There is a school of romantics who uphold the view that the Indian electorate is so amazingly canny that it should get honorary membership of the Mensa club for earthly geniuses. Its unceasing ability to either quietly reject existing rulers or boisterously endorse new claimants for governance has won it many admirers.
Democracy, as every member of the political class is only too aware, means never to take the voters for granted.
In the past, the Congress learnt this lesson and on May 13 it was the turn of the BJP to imbibe the cruel knock of unexpected rejection.
It is a lesson that will no doubt be digested by yesterday's rulers, regardless of whether or not they make a song and dance of the learning process. For the moment that is the least of the nation's concerns.
Far more relevant is the question: did the voters choose wisely?
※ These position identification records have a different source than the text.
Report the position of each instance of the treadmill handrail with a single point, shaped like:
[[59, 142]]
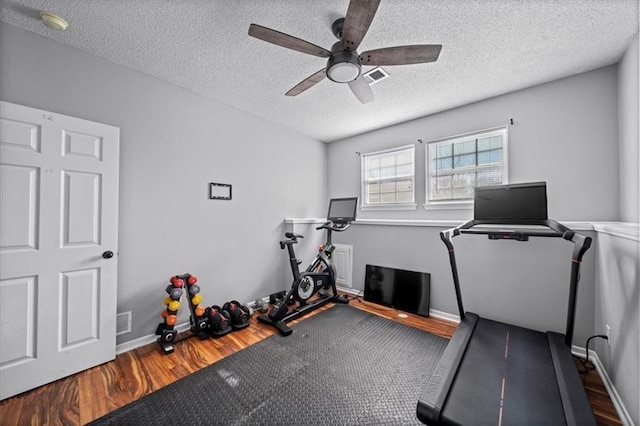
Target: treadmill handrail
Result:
[[554, 229]]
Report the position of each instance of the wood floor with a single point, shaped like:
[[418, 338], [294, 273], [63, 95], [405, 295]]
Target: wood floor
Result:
[[93, 393]]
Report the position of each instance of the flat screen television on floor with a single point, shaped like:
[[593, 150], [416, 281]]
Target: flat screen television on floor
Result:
[[404, 290]]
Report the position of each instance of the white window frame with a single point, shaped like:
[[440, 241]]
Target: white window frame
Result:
[[365, 205], [463, 203]]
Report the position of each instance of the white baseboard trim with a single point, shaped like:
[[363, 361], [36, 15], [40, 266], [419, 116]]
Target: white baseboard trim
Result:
[[145, 340]]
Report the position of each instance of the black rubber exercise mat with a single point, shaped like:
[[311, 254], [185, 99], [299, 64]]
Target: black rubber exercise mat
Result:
[[342, 366]]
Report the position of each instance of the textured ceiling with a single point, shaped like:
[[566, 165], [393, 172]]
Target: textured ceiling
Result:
[[490, 47]]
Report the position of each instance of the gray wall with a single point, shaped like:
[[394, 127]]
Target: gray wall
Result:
[[628, 113], [617, 300], [617, 292], [580, 134], [173, 143], [564, 133]]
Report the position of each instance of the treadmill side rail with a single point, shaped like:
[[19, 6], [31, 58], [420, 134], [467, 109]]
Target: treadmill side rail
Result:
[[575, 402], [435, 394]]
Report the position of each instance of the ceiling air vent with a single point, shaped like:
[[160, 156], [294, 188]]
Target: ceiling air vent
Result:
[[375, 75]]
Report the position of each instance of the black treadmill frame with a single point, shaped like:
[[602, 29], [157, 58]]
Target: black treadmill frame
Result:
[[574, 400]]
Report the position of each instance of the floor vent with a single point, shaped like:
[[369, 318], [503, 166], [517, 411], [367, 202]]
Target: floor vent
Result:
[[375, 75]]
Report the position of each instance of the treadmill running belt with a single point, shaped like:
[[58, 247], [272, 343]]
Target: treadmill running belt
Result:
[[506, 377]]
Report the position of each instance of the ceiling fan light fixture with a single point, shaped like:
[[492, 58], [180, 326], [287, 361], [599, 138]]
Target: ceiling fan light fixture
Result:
[[343, 67]]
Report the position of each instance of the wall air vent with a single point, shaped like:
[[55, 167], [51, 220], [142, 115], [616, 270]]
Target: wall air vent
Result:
[[375, 75]]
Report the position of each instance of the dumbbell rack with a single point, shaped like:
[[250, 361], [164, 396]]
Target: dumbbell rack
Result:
[[198, 319]]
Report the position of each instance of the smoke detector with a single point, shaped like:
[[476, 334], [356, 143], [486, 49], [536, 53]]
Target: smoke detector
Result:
[[375, 75], [53, 21]]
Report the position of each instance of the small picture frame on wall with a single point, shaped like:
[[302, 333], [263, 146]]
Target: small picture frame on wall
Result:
[[219, 191]]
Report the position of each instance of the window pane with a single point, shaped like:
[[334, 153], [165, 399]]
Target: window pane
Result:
[[465, 160], [457, 165], [445, 150], [387, 175], [388, 197], [405, 197], [444, 163], [464, 147], [404, 186]]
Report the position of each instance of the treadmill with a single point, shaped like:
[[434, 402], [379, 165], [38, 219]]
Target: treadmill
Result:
[[496, 373]]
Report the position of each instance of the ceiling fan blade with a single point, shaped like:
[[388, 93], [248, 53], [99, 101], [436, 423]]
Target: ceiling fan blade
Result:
[[361, 89], [359, 16], [308, 82], [286, 40], [402, 55]]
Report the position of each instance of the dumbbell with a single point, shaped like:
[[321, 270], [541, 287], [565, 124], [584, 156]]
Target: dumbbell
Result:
[[238, 313]]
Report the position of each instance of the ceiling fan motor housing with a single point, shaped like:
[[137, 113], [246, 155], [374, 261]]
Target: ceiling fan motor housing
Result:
[[343, 66]]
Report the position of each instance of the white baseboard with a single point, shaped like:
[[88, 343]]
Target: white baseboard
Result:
[[145, 340]]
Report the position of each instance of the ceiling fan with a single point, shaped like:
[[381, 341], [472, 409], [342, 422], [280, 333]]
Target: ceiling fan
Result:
[[344, 64]]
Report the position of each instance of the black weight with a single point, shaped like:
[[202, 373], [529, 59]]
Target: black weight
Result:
[[239, 313]]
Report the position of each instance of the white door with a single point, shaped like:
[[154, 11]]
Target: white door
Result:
[[58, 225]]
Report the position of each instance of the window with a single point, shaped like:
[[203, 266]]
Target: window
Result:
[[455, 166], [388, 178]]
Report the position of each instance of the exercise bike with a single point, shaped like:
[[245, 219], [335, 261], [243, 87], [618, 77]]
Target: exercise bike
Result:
[[319, 279]]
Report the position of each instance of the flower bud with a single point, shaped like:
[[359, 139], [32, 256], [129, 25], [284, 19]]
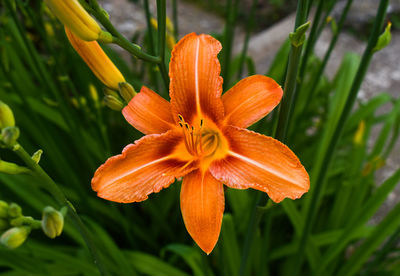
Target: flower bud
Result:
[[9, 135], [3, 209], [97, 60], [52, 222], [15, 236], [76, 18], [6, 116], [14, 210], [127, 91], [113, 103]]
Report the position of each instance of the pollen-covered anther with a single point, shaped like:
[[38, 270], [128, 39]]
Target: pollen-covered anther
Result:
[[192, 137]]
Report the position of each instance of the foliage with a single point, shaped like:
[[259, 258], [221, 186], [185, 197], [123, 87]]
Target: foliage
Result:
[[57, 107]]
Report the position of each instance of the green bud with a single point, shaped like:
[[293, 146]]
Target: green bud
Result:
[[14, 210], [37, 155], [3, 225], [10, 135], [127, 91], [3, 209], [113, 103], [384, 39], [334, 26], [52, 222], [298, 37], [6, 116], [15, 236], [11, 168]]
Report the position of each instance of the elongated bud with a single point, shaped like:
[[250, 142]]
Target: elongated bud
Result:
[[76, 18], [97, 60], [14, 210], [127, 91], [11, 168], [6, 116], [15, 236], [3, 209], [113, 103], [384, 39], [52, 222], [9, 135], [359, 136]]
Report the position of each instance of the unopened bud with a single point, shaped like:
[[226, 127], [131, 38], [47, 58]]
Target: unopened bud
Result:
[[3, 209], [37, 155], [6, 116], [52, 222], [14, 210], [127, 91], [10, 135], [15, 236], [113, 103]]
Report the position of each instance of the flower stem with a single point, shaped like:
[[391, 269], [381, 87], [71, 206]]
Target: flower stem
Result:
[[56, 192], [291, 77], [161, 22], [319, 176]]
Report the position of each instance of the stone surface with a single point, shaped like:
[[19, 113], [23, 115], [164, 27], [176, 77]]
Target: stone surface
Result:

The 14th general election has resulted in a categorical rejection of the NDA and, by implication, its entire leadership. It is a rejection of the NDA mascot Atal Bihari Vajpayee as much as it is a rejection of L K Advani, the most lucid advocate of India Shining.
I have little doubt that it is also a repudiation of the type of campaign the BJP mounted. There is no point pretending it was a half-way rejection or to point an accusing finger at individuals like Narendra Modi or Jayalalithaa who were not central to the battle.
The NDA may have given India six years of good governance whose worth will be recognised by history. For the moment, however, it has been designated second-best by the voters.
The problem is there has been no unequivocal endorsement of an alternative. The Congress and the DMK-led alliance may have together won 216 seats, which is 29 seats more than the NDA. That is still well short of the majority. Add the 61 seats won by the Left and the 36 won by the Samajwadi Party and the Congress can easily command a majority. But that still does not answer the fundamental question that the people will be asking in the coming days: what is the nature of the mandate?
The facile answer is that it is a secular mandate. In reality this means absolutely nothing. Except for V P Singh who addressed some press conferences during the campaign, the secular-communal was an invisible feature of this campaign. Even in Gujarat, neither the BJP nor the Congress raised it. However, in the final stages of the campaign, the Left did use Gujarat to successfully scare minorities away from the NDA in West Bengal.
Likewise, the suggestion that the verdict constitutes a categorical rejection of economic reforms and an endorsement of socialism is preposterous. The three Gandhis, by their own admission, didn't believe there was anything to feel good about. Yet, the Congress campaign -- if the party's advertisements are anything to go by-merely questioned the BJP's right to appropriate all the credit for India's achievements. We were there before, claimed the Congress, maybe legitimately, although P V Narasimha Rao was conveniently dubbed a non-person.
I raise these issues because since May 13, the vocal apparatchiks of the two Communist parties have been, in effect, demanding that the new government should be pursuing the regressive and antediluvian policies of the Left. The foreign policy of the NDA has been dubbed 'pro-imperialist' and its economic policies described as 'pro-rich and anti-poor,' whatever that means. The Left has demanded an end to divestment in the public sector and the CPI's A B Bardhan has even raised the question of control over education.
While the Congress has been preoccupied with promoting the prime ministerial claims of its Italian-born leader and the more energetic section of the BJP-RSS in questioning its legitimacy, the Left has been dominating the policy battleground. It has focused exclusively on their rather sinister bid to reshape India in their image.
The stock markets have, predictably, voted with their pockets to this new onslaught. That was only to be expected, although the magnitude of the collapse has left most people stunned and frightened. Yet no one has asked the basic question: who gave the Left the authority to dictate the economic policy of India?
Looking at the body language of CPI General Secretary A B Bardhan, you would be forgiven for imagining that he is a leader of a party that has won a resounding mandate, not a man whose party won 10 seats -- all courtesy someone else.
This is not a spurious wariness. History suggests that the Indian Communists have made the hijacking of political authority their special skill. Between 1969 and 1977, Indira Gandhi pursued the material interests of her family and allowed the Left to play havoc with the economy and with education. The overdose of controls and the needless nationalisation of sectors of the economy were the contribution of the Left and their fellow-travellers in the Congress.
A repetition of this scenario cannot be ruled out, not least because the Left has the numbers to blackmail any Congress government.
For India, the consequences are horrifying.
Every government deserves a honeymoon. It is unlikely this government will be blessed with a trouble-free initiation. With the Left at the wheels of decision-making, the Opposition cannot afford to put off the fight for even a single day. The battle against national humiliation and the battle against the Left has to go hand in hand.